Namespace(a=13, b=42, no_default=None, no_help=101)

ArgumentDefaultsHelpFormatter + RawTextHelpFormatter multiple inheritance

Multiple inheritance just works, but it does not seem to be public API:

#!/usr/bin/env python3

import argparse

class RawTextArgumentDefaultsHelpFormatter(
        argparse.ArgumentDefaultsHelpFormatter,
        argparse.RawTextHelpFormatter
    ):
        pass

parser = argparse.ArgumentParser(
    formatter_class=RawTextArgumentDefaultsHelpFormatter
)
parser.add_argument('-a', default=13, help='''my help
for a''')
parser.add_argument('-b', default=42, help='''my help
for b''')
parser.print_help()

Output:

usage: a.py [-h] [-a A] [-b B]

optional arguments:
  -h, --help  show this help message and exit
  -a A        my help
              for a (default: 13)
  -b B        my help
              for b (default: 42)

It just works works because as we can see trivially from the sources https://github.com/python/cpython/blob/v3.6.5/Lib/argparse.py#L648 that:

  • RawTextHelpFormatter implements _split_lines
  • ArgumentDefaultsHelpFormatter implements _get_help_string

so we can guess that they will work together just fine.

However, this does not seem to be public API, and neither are the methods of formatter_class, so I don't think there is a public API way to do it currently. argparse docstring says:

All other classes in this module are considered implementation details. (Also note that HelpFormatter and RawDescriptionHelpFormatter are only considered public as object names -- the API of the formatter objects is still considered an implementation detail.)
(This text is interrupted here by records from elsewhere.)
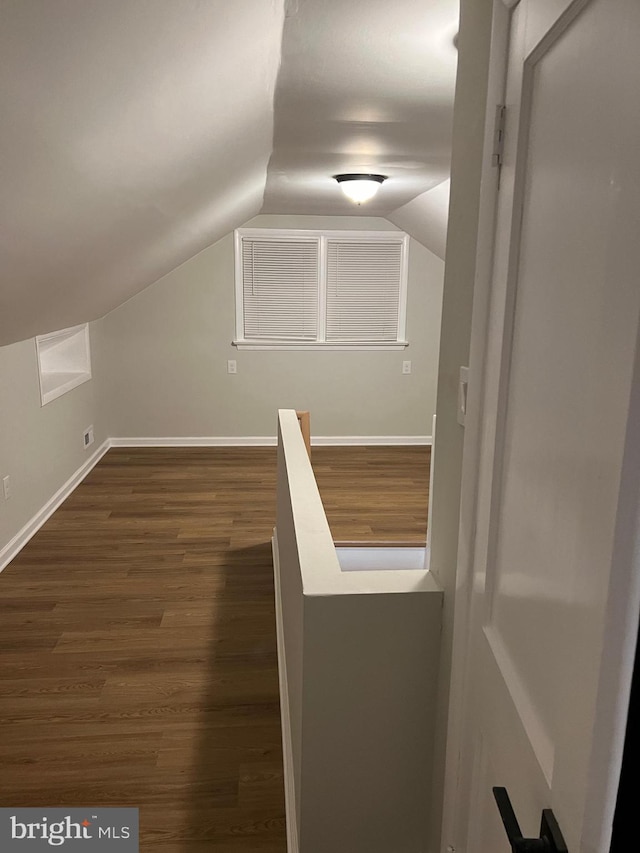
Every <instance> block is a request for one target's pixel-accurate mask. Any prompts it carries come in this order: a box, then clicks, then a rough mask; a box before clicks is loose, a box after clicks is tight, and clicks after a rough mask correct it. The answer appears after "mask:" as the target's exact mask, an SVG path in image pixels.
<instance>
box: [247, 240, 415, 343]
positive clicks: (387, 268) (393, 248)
mask: <svg viewBox="0 0 640 853" xmlns="http://www.w3.org/2000/svg"><path fill="white" fill-rule="evenodd" d="M235 246H236V339H235V340H234V344H235V345H236V346H238V347H240V348H246V349H265V348H266V349H306V348H309V347H311V348H315V349H321V348H333V349H351V348H356V349H403V348H404V347H405V346H406V345H407V341H406V340H405V319H406V299H407V252H408V237H407V235H406V234H402V233H399V232H389V231H367V232H363V231H306V230H305V231H297V230H284V229H281V230H275V229H274V230H272V229H266V228H260V229H257V228H243V229H240V230H238V231H236V235H235Z"/></svg>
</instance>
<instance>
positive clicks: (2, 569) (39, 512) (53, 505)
mask: <svg viewBox="0 0 640 853" xmlns="http://www.w3.org/2000/svg"><path fill="white" fill-rule="evenodd" d="M110 446H111V445H110V442H109V440H108V439H107V440H106V441H105V442H103V444H101V445H100V447H99V448H98V449H97V450H96V451H95V453H94V454H93V455H92V456H91V457H90V458H89V459H87V460H86V462H84V463H83V464H82V465H81V466H80V467H79V468H78V470H77V471H76V472H75V473H74V474H72V475H71V476H70V477H69V479H68V480H67V482H66V483H64V485H62V486H61V487H60V488H59V489H58V491H57V492H56V493H55V494H54V495H53V496H52V497H50V498H49V500H48V501H47V502H46V504H45V505H44V506H43V507H42V508H41V509H40V510H38V512H37V513H36V514H35V515H34V516H33V518H31V519H30V520H29V521H28V522H27V523H26V524H25V525H24V527H23V528H22V530H19V531H18V533H16V535H15V536H14V537H13V539H11V540H10V541H9V542H7V544H6V545H5V546H4V548H2V550H0V572H1V571H2V570H3V569H5V568H6V567H7V566H8V565H9V563H10V562H11V560H13V558H14V557H15V556H16V555H17V554H19V553H20V551H21V550H22V549H23V548H24V546H25V545H26V544H27V542H28V541H29V539H31V537H32V536H34V535H35V534H36V533H37V532H38V530H40V528H41V527H42V525H43V524H44V523H45V521H46V520H47V519H48V518H49V517H50V516H52V515H53V513H54V512H55V511H56V510H57V509H58V507H59V506H60V504H61V503H62V502H63V501H64V500H66V498H68V497H69V495H70V494H71V492H72V491H73V490H74V489H75V488H76V486H77V485H78V484H79V483H80V482H81V481H82V480H84V478H85V477H86V476H87V474H88V473H89V471H91V469H92V468H93V467H94V466H95V465H97V464H98V462H99V461H100V460H101V459H102V457H103V456H104V454H105V453H106V452H107V450H108V449H109V447H110Z"/></svg>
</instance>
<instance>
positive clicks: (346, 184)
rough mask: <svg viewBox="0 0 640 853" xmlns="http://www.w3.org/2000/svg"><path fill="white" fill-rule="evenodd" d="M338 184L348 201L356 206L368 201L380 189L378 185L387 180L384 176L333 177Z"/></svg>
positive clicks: (347, 176) (335, 176)
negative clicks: (352, 203)
mask: <svg viewBox="0 0 640 853" xmlns="http://www.w3.org/2000/svg"><path fill="white" fill-rule="evenodd" d="M334 178H335V179H336V181H337V182H338V183H339V184H340V189H341V190H342V192H343V193H344V194H345V195H346V197H347V198H348V199H350V200H351V201H353V202H355V203H356V204H362V203H363V202H364V201H369V199H372V198H373V197H374V195H375V194H376V193H377V192H378V190H379V189H380V184H381V183H382V182H383V181H386V180H387V176H386V175H363V174H358V173H354V174H348V175H334Z"/></svg>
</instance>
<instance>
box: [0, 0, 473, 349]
mask: <svg viewBox="0 0 640 853" xmlns="http://www.w3.org/2000/svg"><path fill="white" fill-rule="evenodd" d="M456 23H457V0H420V1H419V0H396V2H394V3H389V2H388V0H384V2H382V0H350V2H345V0H289V2H287V3H286V8H285V3H284V0H237V2H233V3H231V2H229V0H207V2H202V0H180V2H179V3H178V2H176V0H108V2H104V0H0V122H1V125H2V133H0V345H3V344H7V343H11V342H13V341H17V340H22V339H25V338H27V337H31V336H33V335H35V334H40V333H43V332H46V331H51V330H53V329H58V328H63V327H66V326H70V325H73V324H75V323H80V322H84V321H86V320H91V319H95V318H97V317H100V316H102V315H103V314H105V313H106V312H108V311H109V310H111V309H113V308H114V307H116V306H117V305H119V304H121V303H122V302H124V301H125V300H127V299H129V298H130V297H131V296H133V295H134V294H135V293H137V292H138V291H140V290H141V289H143V288H144V287H146V286H148V285H149V284H151V283H152V282H154V281H155V280H157V279H158V278H159V277H160V276H162V275H164V274H165V273H167V272H169V271H170V270H172V269H174V268H175V267H176V266H178V265H179V264H180V263H182V262H183V261H185V260H186V259H187V258H189V257H191V256H193V255H194V254H196V253H197V252H199V251H200V250H201V249H203V248H205V247H206V246H208V245H210V244H211V243H213V242H215V241H216V240H217V239H219V238H220V237H222V236H223V235H224V234H226V233H228V232H229V231H230V230H232V229H233V228H235V227H237V226H238V225H240V224H242V223H243V222H245V221H246V220H247V219H249V218H250V217H251V216H253V215H255V214H256V213H259V212H260V211H264V212H271V213H276V212H278V213H282V212H293V213H333V214H353V212H354V209H353V206H351V204H350V203H349V202H347V201H346V200H344V199H343V198H342V196H341V194H340V193H339V191H338V189H337V185H336V184H335V181H333V179H332V175H333V174H335V173H336V172H342V171H351V170H357V171H360V170H364V171H375V172H382V173H383V174H385V175H388V181H387V182H385V184H384V185H383V187H382V189H381V192H380V194H379V197H378V199H376V200H375V201H374V202H372V203H370V204H369V205H368V206H367V208H366V209H365V208H362V210H358V212H359V213H360V212H361V213H363V214H364V213H366V214H367V215H375V216H380V215H383V216H388V218H389V219H391V220H392V221H395V219H398V222H397V224H399V225H400V226H401V227H404V228H407V230H409V231H411V229H412V228H414V229H415V230H416V231H417V232H420V233H422V236H423V238H424V240H423V241H424V242H427V243H428V242H429V240H430V239H431V238H433V239H434V246H435V244H436V243H438V240H440V241H441V240H442V234H443V229H444V218H443V214H442V210H443V206H442V200H441V199H442V195H443V192H442V188H443V186H445V185H444V184H443V183H442V182H443V181H445V180H446V178H447V176H448V169H449V155H450V151H449V149H450V131H451V116H452V107H453V87H454V81H455V63H456V57H455V49H454V47H453V43H452V42H453V37H454V35H455V31H456ZM281 60H282V62H281ZM274 100H275V113H274ZM274 115H275V120H274ZM438 185H440V189H439V190H438V192H437V193H436V192H433V193H432V192H431V189H432V188H433V187H438ZM436 196H438V199H436ZM430 197H431V198H430ZM425 211H426V213H425ZM434 211H436V212H435V213H434ZM438 211H440V212H439V213H438ZM444 216H446V204H445V206H444ZM403 223H404V224H403ZM420 233H417V234H416V236H419V237H420ZM438 245H439V244H438ZM435 250H436V251H437V248H436V249H435Z"/></svg>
See also: Customize argparse help message

Tested on Python 3.6.5.


It is often useful to be able to automatically include the default values in the help output, but only those that were explicitly specified (with default=..). The methods already mentioned have some shortcomings in this respect:

  • The ArgumentDefaultsHelpFormatter method prints out (default: None) for every argument whose default was not explicitly specified, and (default: False) for 'flags' (action='store_true'). This clutters the help output. To avoid it, default=argparse.SUPPRESS needs to be manually added for each such argument.

  • The '%(default)s' method requires manually adding it to all the arguments' help strings that we do want printed in help.

Both methods end up needing manual intervention to print out only the "right" defaults. One way to do this automatically is to augment the ArgumentDefaultsHelpFormatter to ignore the Nones and Falses default values:

class ExplicitDefaultsHelpFormatter(argparse.ArgumentDefaultsHelpFormatter):
    def _get_help_string(self, action):
        if action.default in (None, False):
            return action.help
        return super()._get_help_string(action)

Use it in place of ArgumentDefaultsHelpFormatter:

parser = argparse.ArgumentParser(
        formatter_class=ExplicitDefaultsHelpFormatter
                )

This will print only the explicitly set default values in the help output.

Note: if an argument's default was explicitly set as None or False, it won't be shown in help with this class; add %(default)s string to help for that argument if you want it in the help output.